Strip till for field crop production
Besides reducing greenhouse gases, other advantages of increasing or maintaining a high level of soil organic matter include reduced soil erosion, increased resistance to compaction, increased biological activity and enhanced soil fertility. Since tillage results in soil carbon loss, identifying tillage methods that reduce the amount of carbon released into the atmosphere is important.
A comparison study of soil CO2 emissions following fall moldboard plowing, disk ripping and strip tilling conducted in 2005 in Minnesota (Faaborg et al., 2005) determined that strip tillage maintained more soil carbon than moldboard plowing and disk ripping. Disk ripping and strip tillage released 53.2 and 82.6 percent less CO2, respectively, than moldboard plowing (Figure 1). Moldboard plowing disturbed and exposed the greatest amount of soil, allowing carbon previously stored as organic matter or present as CO2 in the soil atmosphere to escape into the atmosphere.
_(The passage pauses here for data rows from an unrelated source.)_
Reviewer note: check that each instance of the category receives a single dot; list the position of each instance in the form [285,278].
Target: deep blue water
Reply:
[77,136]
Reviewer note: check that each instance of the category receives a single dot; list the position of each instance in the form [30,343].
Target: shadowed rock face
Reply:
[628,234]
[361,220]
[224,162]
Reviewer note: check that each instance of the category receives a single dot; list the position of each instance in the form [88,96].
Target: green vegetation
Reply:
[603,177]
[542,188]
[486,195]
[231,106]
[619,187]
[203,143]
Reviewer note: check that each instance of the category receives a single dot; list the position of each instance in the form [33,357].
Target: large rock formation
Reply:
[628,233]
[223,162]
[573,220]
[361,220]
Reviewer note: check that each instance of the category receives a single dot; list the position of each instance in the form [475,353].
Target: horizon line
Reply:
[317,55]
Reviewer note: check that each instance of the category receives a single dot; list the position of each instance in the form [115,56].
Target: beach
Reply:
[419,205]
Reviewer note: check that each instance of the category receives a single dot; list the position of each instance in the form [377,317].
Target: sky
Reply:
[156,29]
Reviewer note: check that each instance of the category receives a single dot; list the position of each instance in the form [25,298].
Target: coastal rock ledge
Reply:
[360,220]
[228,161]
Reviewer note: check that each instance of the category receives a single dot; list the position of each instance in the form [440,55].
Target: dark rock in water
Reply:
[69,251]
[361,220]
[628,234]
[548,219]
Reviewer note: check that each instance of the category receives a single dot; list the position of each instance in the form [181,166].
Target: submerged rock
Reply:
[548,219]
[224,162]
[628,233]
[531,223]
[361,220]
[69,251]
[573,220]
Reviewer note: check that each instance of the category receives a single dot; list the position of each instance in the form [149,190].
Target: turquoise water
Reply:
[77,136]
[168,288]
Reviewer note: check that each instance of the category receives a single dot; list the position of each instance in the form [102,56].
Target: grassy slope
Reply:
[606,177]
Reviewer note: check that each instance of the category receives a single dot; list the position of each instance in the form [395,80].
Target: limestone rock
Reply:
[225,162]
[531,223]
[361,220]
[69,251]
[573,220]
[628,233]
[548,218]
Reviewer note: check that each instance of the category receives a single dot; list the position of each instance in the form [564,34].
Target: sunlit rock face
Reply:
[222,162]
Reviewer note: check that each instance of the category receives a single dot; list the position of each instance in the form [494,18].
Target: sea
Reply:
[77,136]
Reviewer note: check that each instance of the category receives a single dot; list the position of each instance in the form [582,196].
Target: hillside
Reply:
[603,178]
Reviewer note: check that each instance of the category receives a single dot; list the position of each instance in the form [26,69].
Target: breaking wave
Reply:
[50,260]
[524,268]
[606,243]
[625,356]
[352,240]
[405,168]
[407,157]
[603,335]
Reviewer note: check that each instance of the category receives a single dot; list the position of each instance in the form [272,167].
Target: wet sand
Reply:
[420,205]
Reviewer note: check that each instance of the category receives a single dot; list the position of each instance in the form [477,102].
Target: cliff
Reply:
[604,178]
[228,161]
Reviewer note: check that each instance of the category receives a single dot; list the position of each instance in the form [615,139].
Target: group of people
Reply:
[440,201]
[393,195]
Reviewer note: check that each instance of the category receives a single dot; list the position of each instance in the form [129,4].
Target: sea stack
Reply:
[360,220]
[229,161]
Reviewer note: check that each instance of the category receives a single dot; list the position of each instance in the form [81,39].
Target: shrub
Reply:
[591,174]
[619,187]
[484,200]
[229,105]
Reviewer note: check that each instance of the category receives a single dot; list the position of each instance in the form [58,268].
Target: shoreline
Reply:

Enhance Crop Residue Management
Residue from previous crops limits evaporation from the soil surface and maintains relatively high humidity levels in undisturbed soils at 90 to 100 percent, which are ideal for seed germination. Even with excellent seed-to-soil contact, approximately 85 percent of the water entering a germinating wheat seed is in the form of water vapor. In dry conditions, reduced-tillage planting systems preserve moisture in the seedbed, enhancing uniform germination and plant establishment.
Crop residue is also a food source for beneficial fungi, bacteria and insects. Managed properly, the beneficial aspects of maintaining high levels of crop residue with conservation tillage systems outweigh the negative aspects.
Strip till leaves most of the previous year’s crop residue on the soil surface, protecting new crop plants from wind damage during establishment and continuing to protect the soil if the crop fails to establish due to drought or flood. Crop residue readily decays and is incorporated into soil by earthworms and other invertebrates when the growing crop canopy covers the space between the rows.
Equipment components and functions
Several strip-tillage equipment manufacturers offer a variety of designs and features. Most equipment manufacturers market machines with similar features, including coulter blades, row cleaners, tillage shanks, berm-building disks and packing wheels or conditioning baskets. Some strip-till equipment designs include paired coulters or a large disk without a tillage shank.